4. \(h_i\) and some term to which \(\mathcal{D}\) is annotated have a non-root common ancestor.

This option pertains if options (ii) and (iii) do not, i.e., \(h_i\) is not a child term of any disease term \(h_j\) and no disease term \(h_j\) is a child of \(h_i\) .

If this is the case, then we find the closest common-ancestor, and determine the likelihood ratio according to the formula \(\rm{LR}(h_i) = \frac{P(h_i|\mathcal{D})}{P(h_i|\neg \mathcal{D})}\). Because the common ancestor is higher up in the HPO hierarchy, the likelihood ratio tends to be lower and sometimes substantially lower. In order to limit the amount of negative influence of any one query term, the likelihood ratio is defined to be at least 1/100.

Non-root distant match (Q~D)
Example
Q~D:Macular degeneration[HP:0000608]~Abnormal retinal morphology[HP:0000479][0.127]

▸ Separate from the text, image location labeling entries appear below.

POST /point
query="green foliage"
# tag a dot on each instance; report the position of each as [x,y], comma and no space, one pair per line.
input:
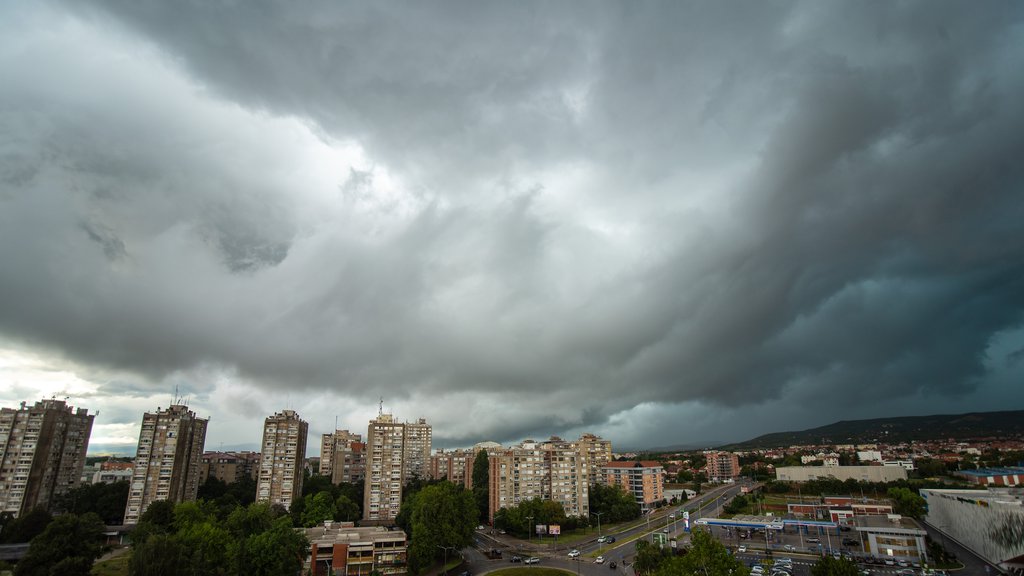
[649,558]
[737,504]
[907,502]
[441,516]
[68,546]
[706,557]
[26,527]
[107,500]
[829,566]
[256,539]
[613,503]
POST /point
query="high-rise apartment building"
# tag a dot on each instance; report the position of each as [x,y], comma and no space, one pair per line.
[228,466]
[597,452]
[167,461]
[417,458]
[343,457]
[283,460]
[555,469]
[644,481]
[721,465]
[395,452]
[42,453]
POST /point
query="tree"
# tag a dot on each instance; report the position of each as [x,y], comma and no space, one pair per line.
[706,557]
[278,550]
[68,546]
[649,558]
[108,500]
[906,502]
[26,527]
[481,490]
[441,516]
[828,566]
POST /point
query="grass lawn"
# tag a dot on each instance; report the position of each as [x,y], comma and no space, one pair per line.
[114,567]
[529,571]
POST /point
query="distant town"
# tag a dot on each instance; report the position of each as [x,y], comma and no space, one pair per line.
[882,506]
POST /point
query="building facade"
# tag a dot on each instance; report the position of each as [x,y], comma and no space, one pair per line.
[228,466]
[975,520]
[343,549]
[42,453]
[167,460]
[395,452]
[343,457]
[721,465]
[283,458]
[644,481]
[554,469]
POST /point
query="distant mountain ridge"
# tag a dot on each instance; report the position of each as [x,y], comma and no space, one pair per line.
[903,428]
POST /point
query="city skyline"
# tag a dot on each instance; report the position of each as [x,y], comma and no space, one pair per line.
[679,223]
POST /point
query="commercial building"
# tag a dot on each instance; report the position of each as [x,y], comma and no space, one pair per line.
[166,467]
[283,459]
[721,465]
[1013,476]
[891,536]
[343,549]
[395,452]
[989,523]
[554,469]
[42,453]
[643,480]
[863,474]
[343,457]
[228,466]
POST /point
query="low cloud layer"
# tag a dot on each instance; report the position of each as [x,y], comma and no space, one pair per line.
[668,223]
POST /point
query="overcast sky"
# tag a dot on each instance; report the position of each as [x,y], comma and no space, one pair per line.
[662,222]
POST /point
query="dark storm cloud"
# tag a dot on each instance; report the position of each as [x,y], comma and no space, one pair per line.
[571,215]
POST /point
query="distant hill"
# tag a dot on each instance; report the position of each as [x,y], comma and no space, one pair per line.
[903,428]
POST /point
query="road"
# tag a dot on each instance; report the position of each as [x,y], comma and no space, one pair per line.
[708,504]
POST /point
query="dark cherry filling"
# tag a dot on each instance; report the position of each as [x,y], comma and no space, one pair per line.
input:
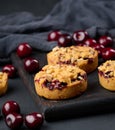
[54,84]
[68,62]
[105,75]
[82,77]
[90,60]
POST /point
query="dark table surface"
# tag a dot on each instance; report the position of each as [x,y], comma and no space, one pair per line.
[17,90]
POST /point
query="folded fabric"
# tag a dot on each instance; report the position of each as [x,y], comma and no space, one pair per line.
[95,16]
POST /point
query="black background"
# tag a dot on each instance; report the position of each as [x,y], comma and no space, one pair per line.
[17,91]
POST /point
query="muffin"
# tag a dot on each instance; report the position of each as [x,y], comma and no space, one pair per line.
[83,57]
[106,74]
[60,81]
[3,83]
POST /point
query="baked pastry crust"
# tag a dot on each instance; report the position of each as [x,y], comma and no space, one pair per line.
[3,83]
[60,81]
[106,74]
[81,56]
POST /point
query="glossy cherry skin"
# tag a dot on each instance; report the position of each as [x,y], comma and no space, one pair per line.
[54,35]
[105,41]
[14,120]
[33,120]
[31,65]
[90,42]
[10,69]
[108,53]
[64,40]
[24,50]
[9,107]
[79,36]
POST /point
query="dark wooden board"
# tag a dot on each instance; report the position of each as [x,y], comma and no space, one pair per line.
[94,101]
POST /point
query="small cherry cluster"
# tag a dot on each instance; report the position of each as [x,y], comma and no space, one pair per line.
[31,65]
[15,120]
[103,44]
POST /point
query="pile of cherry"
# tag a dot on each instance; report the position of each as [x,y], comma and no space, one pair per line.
[15,120]
[11,109]
[103,44]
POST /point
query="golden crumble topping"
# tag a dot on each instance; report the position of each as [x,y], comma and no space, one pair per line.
[63,73]
[73,54]
[108,68]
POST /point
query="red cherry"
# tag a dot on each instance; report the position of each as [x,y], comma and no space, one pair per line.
[31,65]
[64,40]
[14,120]
[24,50]
[90,42]
[54,35]
[9,107]
[79,36]
[33,120]
[105,41]
[108,53]
[10,69]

In this example, Macular degeneration (HP:0000608) is not a direct child of Abnormal retinal morphology (HP:0000479) – it is a “grandchild”, i.e., Macular degeneration is a direct child of &Abnormal macular morphology (HP:0001103) which in turn is a direct child of Abnormal retinal morphology. Therefore, it is considered to be a non-root distant match. It is assigned a likelihood ratio of 0.127.

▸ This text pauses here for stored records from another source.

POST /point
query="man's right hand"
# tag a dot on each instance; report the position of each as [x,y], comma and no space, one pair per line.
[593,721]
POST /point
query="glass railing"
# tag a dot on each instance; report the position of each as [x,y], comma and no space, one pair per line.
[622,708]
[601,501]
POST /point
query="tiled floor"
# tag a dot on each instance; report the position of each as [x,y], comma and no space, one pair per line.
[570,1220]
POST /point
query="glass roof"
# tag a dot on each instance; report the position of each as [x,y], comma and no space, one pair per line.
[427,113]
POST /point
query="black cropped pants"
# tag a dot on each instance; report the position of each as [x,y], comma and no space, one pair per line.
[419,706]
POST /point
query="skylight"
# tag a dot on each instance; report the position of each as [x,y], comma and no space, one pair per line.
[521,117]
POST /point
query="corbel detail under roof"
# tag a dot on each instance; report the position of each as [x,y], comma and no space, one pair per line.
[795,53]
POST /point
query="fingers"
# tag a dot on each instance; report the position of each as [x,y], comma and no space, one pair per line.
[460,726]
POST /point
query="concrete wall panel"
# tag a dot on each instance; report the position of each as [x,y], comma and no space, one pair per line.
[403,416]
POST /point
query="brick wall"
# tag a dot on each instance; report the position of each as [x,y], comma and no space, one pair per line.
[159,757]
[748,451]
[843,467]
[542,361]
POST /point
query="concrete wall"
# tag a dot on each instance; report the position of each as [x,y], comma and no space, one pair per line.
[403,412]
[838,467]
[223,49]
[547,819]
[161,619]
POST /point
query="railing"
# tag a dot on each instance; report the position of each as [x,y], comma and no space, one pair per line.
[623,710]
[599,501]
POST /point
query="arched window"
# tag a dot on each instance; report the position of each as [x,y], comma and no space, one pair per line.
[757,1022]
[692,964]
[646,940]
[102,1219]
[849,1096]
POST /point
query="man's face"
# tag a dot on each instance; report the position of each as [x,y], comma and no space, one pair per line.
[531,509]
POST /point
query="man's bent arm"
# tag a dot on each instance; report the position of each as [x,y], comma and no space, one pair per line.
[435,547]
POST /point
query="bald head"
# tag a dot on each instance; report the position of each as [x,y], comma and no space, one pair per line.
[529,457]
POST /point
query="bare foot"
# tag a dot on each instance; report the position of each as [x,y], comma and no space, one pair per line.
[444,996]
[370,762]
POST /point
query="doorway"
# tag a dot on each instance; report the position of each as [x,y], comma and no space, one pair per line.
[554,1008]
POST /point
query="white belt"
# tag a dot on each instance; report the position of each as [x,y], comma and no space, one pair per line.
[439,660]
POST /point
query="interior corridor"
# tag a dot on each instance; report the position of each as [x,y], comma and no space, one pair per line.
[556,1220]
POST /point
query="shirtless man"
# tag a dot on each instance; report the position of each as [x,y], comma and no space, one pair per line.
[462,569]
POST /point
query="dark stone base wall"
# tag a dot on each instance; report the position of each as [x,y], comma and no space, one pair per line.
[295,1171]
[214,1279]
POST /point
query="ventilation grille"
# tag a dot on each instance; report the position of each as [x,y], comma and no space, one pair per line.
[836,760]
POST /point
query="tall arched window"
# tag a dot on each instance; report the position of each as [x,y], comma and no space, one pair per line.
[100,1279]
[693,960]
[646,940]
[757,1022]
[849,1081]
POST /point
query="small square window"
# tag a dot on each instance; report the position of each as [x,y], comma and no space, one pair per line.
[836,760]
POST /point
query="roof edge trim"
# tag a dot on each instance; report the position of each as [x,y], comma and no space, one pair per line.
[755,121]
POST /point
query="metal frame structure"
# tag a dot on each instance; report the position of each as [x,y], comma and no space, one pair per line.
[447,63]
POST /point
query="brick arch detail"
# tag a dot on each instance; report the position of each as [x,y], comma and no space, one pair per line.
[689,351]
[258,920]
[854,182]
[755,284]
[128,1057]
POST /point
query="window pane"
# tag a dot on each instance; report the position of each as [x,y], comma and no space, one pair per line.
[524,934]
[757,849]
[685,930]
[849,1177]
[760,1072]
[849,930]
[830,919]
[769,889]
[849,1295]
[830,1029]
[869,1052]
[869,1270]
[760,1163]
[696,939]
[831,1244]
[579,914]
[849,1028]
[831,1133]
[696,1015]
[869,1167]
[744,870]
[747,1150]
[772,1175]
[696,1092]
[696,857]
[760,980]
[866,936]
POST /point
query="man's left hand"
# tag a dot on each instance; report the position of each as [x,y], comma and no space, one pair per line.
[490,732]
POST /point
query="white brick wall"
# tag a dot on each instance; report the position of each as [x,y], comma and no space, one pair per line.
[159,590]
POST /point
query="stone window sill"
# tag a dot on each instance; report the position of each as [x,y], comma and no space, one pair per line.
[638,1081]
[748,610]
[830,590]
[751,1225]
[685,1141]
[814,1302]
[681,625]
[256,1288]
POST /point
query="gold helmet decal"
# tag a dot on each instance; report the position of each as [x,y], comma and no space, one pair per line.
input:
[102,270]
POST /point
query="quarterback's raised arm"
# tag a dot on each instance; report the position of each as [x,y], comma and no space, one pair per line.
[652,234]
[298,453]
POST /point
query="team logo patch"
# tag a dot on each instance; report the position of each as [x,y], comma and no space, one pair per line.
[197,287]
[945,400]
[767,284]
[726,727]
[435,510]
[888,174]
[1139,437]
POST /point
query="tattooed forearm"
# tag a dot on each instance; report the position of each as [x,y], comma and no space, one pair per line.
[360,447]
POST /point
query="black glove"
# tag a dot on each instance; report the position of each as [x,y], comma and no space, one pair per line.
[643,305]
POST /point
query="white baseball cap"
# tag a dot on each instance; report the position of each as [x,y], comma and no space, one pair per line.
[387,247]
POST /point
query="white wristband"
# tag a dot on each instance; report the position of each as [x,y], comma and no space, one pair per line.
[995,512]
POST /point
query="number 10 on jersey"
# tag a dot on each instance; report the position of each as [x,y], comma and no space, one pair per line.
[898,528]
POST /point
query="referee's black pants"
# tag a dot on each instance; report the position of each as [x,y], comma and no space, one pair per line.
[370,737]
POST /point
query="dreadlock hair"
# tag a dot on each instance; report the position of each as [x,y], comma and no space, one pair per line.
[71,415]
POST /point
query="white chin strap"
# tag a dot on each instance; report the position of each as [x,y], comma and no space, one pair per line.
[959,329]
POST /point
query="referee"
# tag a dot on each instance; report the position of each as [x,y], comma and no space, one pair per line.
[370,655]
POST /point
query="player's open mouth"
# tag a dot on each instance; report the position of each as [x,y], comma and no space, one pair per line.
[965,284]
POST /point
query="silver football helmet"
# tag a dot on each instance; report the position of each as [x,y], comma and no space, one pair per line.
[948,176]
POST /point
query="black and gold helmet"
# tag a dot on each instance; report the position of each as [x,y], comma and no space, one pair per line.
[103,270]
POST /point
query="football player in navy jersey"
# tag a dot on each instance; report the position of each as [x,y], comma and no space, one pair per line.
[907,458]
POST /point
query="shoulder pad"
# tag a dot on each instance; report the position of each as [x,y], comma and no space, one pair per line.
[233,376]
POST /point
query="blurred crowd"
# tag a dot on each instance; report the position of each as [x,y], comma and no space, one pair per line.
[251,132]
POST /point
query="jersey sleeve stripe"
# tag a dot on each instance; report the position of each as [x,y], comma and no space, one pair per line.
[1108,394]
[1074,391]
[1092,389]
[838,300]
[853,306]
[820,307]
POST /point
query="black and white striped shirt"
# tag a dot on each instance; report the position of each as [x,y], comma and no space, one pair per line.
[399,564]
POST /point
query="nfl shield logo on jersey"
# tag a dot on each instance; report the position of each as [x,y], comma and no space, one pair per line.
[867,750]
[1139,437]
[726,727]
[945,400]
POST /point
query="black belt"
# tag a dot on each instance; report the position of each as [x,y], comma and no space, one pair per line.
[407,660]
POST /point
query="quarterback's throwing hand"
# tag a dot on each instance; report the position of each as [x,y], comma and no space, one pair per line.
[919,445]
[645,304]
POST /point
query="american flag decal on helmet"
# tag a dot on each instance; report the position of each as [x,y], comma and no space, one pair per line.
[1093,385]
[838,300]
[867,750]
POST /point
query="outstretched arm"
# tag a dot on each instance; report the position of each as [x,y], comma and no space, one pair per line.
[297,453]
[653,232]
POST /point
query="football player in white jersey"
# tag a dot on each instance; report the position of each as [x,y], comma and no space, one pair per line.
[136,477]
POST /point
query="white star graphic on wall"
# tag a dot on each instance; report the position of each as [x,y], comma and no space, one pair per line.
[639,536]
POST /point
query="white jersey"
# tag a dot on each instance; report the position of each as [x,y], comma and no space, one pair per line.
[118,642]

5. \(h_i\) does not have any non-root common ancestor with any term to which \(\mathcal{D}\) is annotated.

In this case, a heuristic value of 1/100 is assigned for the likelihood ratio.

No match (NM)
Example
NM:Specific learning disability[HP:0001328][0.010]

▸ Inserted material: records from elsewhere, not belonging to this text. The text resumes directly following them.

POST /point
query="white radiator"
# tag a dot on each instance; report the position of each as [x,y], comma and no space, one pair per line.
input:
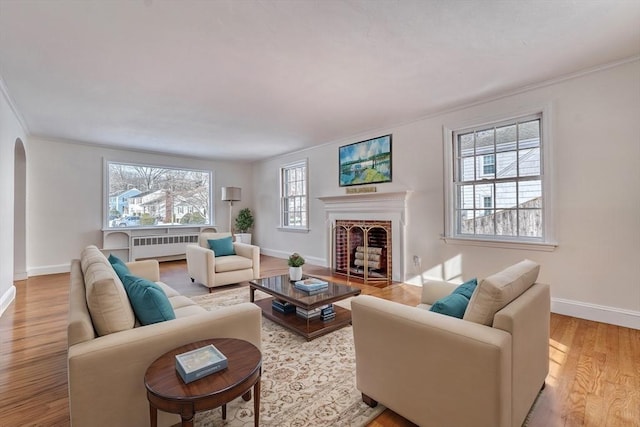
[161,246]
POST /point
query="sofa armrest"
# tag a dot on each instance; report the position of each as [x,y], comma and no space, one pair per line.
[148,269]
[425,365]
[106,375]
[252,252]
[433,290]
[201,264]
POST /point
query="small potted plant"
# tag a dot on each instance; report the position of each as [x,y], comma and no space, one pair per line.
[295,263]
[244,223]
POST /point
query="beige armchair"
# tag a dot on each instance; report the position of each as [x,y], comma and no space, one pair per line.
[204,267]
[437,370]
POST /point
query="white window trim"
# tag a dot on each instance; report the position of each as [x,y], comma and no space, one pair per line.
[281,226]
[548,242]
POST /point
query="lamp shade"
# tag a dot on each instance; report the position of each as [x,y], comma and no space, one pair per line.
[231,194]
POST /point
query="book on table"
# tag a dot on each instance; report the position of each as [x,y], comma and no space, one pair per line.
[199,363]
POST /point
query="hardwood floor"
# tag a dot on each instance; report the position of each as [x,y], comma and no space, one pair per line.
[594,375]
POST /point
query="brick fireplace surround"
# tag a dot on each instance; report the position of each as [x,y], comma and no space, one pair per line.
[388,208]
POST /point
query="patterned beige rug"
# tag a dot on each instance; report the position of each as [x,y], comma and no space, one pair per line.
[303,383]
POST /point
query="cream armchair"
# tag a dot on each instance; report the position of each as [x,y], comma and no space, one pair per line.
[437,370]
[204,267]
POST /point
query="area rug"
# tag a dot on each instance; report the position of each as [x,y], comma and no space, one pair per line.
[303,383]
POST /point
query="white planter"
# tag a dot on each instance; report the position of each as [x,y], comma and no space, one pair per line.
[295,273]
[243,238]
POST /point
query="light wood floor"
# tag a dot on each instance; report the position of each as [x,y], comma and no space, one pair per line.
[594,377]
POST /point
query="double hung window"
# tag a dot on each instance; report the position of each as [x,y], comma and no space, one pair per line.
[497,187]
[293,196]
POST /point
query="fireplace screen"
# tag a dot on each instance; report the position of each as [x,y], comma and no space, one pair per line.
[362,249]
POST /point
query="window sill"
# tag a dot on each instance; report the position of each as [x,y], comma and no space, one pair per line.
[529,246]
[293,230]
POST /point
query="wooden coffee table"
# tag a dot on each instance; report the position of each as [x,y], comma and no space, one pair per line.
[281,288]
[166,390]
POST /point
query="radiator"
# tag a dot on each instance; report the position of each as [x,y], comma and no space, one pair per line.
[161,246]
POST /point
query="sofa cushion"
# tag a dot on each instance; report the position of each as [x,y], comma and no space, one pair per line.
[498,290]
[222,247]
[149,301]
[466,288]
[232,263]
[107,299]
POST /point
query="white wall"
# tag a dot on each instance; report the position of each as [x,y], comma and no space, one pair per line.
[10,131]
[65,196]
[595,270]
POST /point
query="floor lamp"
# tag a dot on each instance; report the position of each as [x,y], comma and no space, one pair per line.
[231,194]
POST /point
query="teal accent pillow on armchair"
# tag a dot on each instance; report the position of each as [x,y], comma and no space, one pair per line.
[149,302]
[222,247]
[455,304]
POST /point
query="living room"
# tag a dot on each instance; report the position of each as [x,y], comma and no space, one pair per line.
[52,189]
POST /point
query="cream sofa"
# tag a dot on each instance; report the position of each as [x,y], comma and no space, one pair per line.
[108,352]
[484,370]
[204,267]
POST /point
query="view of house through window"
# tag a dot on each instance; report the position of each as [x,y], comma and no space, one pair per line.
[498,180]
[146,196]
[293,195]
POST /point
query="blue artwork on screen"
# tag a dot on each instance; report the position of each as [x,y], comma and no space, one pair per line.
[366,162]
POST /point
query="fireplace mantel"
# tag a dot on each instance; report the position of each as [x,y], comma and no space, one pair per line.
[389,206]
[367,202]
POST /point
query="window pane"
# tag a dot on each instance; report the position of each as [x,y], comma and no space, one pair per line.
[529,162]
[507,165]
[506,223]
[529,134]
[530,222]
[466,197]
[529,194]
[468,173]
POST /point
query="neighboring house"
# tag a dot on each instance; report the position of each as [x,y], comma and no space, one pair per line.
[120,201]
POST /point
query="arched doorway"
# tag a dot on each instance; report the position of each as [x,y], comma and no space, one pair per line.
[19,212]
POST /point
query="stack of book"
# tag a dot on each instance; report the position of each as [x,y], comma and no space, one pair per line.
[327,313]
[313,313]
[311,285]
[282,306]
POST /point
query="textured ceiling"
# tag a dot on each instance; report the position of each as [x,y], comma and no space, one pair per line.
[252,79]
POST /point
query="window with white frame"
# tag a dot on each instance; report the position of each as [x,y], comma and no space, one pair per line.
[293,196]
[148,196]
[497,182]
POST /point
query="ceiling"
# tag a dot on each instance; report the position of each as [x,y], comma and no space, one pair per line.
[245,80]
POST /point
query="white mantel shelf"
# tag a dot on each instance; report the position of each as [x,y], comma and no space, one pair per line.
[346,199]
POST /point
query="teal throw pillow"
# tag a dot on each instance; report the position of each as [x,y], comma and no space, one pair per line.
[222,247]
[451,305]
[467,288]
[119,266]
[149,302]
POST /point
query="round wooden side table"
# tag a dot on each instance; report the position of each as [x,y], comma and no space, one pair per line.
[166,390]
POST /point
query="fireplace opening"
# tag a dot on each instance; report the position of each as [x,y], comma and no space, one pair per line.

6. phenotypic abnormality \(h_i\) is explicitly excluded from disease \(\mathcal{D}\).

In the HPO annotation resource, each disease is represented by a list of HPO terms that characterize it together with metadata including provenance, and in some cases, frequency and onset information. Some diseases additionally have explicitly excluded terms (there are a total of 921 such annotations in the September 2019 release of the HPOA data). These annotations are used for phenotypic abnormalities that are important for the differential diagnosis. For instance, Marfan syndrome and Loeys-Dietz syndrome share many phenotypic abnormalities. The feature Ectopia lentis (HP:0001083) is characteristic of Marfan syndrome but is not found in Loeys-Dietz syndrome. The likelihood ratio for such query terms is assigned an arbitrary value of \(\frac{1}{1000}\), i.e., the ratio for a candidate diagnosis is reduced by a factor of one thousand if an HPO term is present in the proband that is explicitly excluded from the disease.

Excluded in query and present in disease (XP)
Example
XP:Ectopia lentis[HP:0001083][0.001]

If a term is excluded in the query, but not annotated one way of another in the disease, then the likelihood ratio is calculated without additional heuristics. These query terms generally result in a likelihood ratio near 1 and do not affect the differential diagnostic ranking much.

Excluded in query and not annotated in disease (XA)
Example
XA:Abnormality of alkaline phosphatase activity[HP:0004379][1.008]

On the other hand, if the query includes a negated term that is explicitly excluded in the disease, then the opposite value is assigned, i.e., the ratio for a candidate diagnosis is increased by a factor of one thousand if an HPO term is present in the proband that is explicitly excluded from the disease.